Abilities Welfare Organisation has been providing a livelihood to scores of physically challenged individuals for many years. Most employees were recruited from Jairos Jiri Welfare Organisation. They have on average three dependants each.
The main problem is that Government has mistakenly classified work at Abilities as “industrial” instead of welfare. This has given way to two disadvantages. One, there can be no public appeal for funds, because the law presumes Abilities to be a profit making organisation. Two, the unfortunate classification led Government to withdraw its annual grant in 2004. This effectively reduced Abilities’ working capital, and left the organisation cash strapped.
There has been protracted inactivity caused by the breakdown of many workshop machines. Needless to say, unemployment has set in. The situation is grim and morale is low. Seventy nine prospective workers are on the waiting list. Thirty four workers have been laid off. Since 2004, the number of employees has dwindled from a full operational capacity of eighty to fifteen.
Below are some of the pictures of faulty machines that were once the hub of Abilities.
Abilities Manager, Mr. Francis Musendami (pictured above) puts his hand on a Roller Machine. It is used for rolling steel or making steel wheels. The machine requires service.
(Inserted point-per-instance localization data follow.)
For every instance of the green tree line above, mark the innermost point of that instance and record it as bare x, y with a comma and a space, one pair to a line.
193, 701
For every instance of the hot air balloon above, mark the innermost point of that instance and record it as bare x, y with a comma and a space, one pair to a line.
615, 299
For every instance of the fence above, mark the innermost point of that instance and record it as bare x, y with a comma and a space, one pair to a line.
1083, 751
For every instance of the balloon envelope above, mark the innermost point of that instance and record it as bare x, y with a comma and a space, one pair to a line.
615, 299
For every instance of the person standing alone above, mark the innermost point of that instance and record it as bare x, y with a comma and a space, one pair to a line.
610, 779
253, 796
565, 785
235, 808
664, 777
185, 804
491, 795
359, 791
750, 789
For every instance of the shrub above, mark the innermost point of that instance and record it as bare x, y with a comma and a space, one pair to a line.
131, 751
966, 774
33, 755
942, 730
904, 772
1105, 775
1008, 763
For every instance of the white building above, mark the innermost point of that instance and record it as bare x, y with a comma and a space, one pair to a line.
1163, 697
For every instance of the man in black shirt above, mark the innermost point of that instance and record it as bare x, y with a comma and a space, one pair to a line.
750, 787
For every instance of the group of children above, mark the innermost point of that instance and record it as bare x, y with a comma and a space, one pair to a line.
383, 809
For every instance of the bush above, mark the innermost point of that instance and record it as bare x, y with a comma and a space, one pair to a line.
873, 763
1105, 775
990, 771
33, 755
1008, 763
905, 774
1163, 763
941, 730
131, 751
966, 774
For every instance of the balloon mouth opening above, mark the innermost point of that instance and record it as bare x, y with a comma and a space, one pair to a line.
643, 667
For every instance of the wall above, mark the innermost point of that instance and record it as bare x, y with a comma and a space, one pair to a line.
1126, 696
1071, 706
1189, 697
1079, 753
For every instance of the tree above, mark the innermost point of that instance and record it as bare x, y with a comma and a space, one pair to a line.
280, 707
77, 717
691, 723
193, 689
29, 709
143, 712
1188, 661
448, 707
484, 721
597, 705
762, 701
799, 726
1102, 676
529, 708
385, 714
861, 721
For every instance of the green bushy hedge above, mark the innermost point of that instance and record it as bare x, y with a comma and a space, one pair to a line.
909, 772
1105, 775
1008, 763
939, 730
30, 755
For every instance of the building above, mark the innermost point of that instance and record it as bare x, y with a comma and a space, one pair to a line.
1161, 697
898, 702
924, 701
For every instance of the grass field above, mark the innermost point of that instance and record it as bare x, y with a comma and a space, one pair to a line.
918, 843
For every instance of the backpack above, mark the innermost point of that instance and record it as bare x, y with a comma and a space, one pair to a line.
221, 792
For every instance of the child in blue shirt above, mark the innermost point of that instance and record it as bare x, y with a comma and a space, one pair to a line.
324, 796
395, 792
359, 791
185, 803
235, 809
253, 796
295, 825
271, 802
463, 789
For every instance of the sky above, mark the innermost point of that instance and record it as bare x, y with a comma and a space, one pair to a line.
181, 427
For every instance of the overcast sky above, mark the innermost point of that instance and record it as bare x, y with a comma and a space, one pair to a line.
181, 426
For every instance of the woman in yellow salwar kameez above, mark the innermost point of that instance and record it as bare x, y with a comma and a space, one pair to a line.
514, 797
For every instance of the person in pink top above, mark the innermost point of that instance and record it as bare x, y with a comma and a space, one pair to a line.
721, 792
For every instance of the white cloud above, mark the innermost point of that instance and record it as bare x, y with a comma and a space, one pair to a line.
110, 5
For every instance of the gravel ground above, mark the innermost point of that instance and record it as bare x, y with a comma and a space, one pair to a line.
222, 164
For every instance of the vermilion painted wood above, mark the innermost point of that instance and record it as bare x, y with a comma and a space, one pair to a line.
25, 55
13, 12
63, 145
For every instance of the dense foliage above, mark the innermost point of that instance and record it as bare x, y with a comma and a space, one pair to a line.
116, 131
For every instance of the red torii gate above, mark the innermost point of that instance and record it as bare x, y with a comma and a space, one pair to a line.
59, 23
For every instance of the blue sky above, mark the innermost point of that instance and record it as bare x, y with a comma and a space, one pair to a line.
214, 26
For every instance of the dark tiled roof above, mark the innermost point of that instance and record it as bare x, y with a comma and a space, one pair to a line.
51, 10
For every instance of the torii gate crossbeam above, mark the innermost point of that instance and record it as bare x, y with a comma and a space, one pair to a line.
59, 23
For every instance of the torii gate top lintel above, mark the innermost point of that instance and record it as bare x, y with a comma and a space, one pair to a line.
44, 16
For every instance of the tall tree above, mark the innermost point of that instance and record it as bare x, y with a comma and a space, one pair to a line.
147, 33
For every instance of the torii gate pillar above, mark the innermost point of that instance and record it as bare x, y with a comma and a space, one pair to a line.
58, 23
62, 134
Taurai Katsvairo (above) holds a broken down Thicknesser machine. This piece of equipment is used to produce certain configurations of wood, which in turn makes it pliant. The machine was bought about three years ago. To get it working, the pullers need replacement. This poses a problem because pullers are difficult to get in the country. Mr. Musendami says if “well wishers can not get the pullers it would be better to replace the machine with a new one”.
Taurai Katsvairo holds a Jigsaw machine. This is used for making timber toys, timber wheels and jigsaw puzzles. It requires new blades and a fan belt. A little servicing will also get it into ‘tick-tock’ condition.
This Mining Crayon Making Machine (above) is used for making rock marking crayons. These crayons or ‘rock markers’ are also used to score other hard surfaces. The machine requires servicing. The ingredients required to fully coordinate the production of Rock Markers is paraffin wax, pigments, plaster of paris and hydraulic jacks. “If we get support we can make money through making and selling rock markers”, said Musendami.
Musendami holds Chalk Moulds used as mechanical templates for the manufacture of chalk. Abilities compete with foreign companies who have brisk business selling dust free chalk in Zimbabwe. The disadvantage is that Abilities can not make dust free chalk. To achieve this they will definitely need to upgrade their technology to compete on the market. “I have tried to market our chalk, but have been dismayed because old customers are rejecting our chalk. They want dust free chalk. Chalk is our mainstay. Failure to produce chalk threatens our very existence”, says Musendami. “If we can get training on how to produce dust free chalk, I would be most grateful. Abilities can manoeuvre”, said Musendami. He went on to say “well wishers can best assist us by providing information and possibly machinery for producing dust free chalk. We have been overwhelmed by our competitors”.
Beautiful vintage telephone receivers at the reception greet all visitors, but Abilities can not communicate with stakeholders. The Post and Telecommunications Corporation (PTC) disconnected telephone service to Abilities in January 2009. They had failed to pay their phone account on time. Any business concern without communication and proper facilities can not survive.
“We could not pay our phone bill because we had used all the money to pay our workers. Since January 2009, our workers have not been paid. I worry about the welfare of their families”, said Musendami. “At month ends they come to Abilities to see if there is any progress. There is nothing. On several occasions I have given them chalk as wages. They have not been lucky because dusty chalk is hard to sell. Life is very hard”, he said. “The bookkeeper has even quit because we could not pay her. We are so broke we can not even hire someone to cut our grass. Look at this tall unkempt grass at the front”.
The grass is so tall that one can make hay for the chickens. Tall grass is dangerous because it provides excellent habitat to snakes, rats, ticks and many other dangerous creatures. Besides this, it is not pleasant to look at and provides a bad sight and reception to visitors and onlookers. On company premises tall grass symbolically represents the stagnation of activity. It is a sign that all is not well. Business may be grinding to a halt.
Another problem at the moment is that the employees are living on alms. Abilities Chairman Mr. Malcolm Ross routinely brings vegetables to give the workers. As much as they appreciate this assistance they would like to rebuild what they once had and be self sufficient. The physically challenged employees at Abilities want to improve situation through self help projects. Something needs to be done urgently to help workers at Abilities, not only to improve the ascetic view of the business but the heart of it!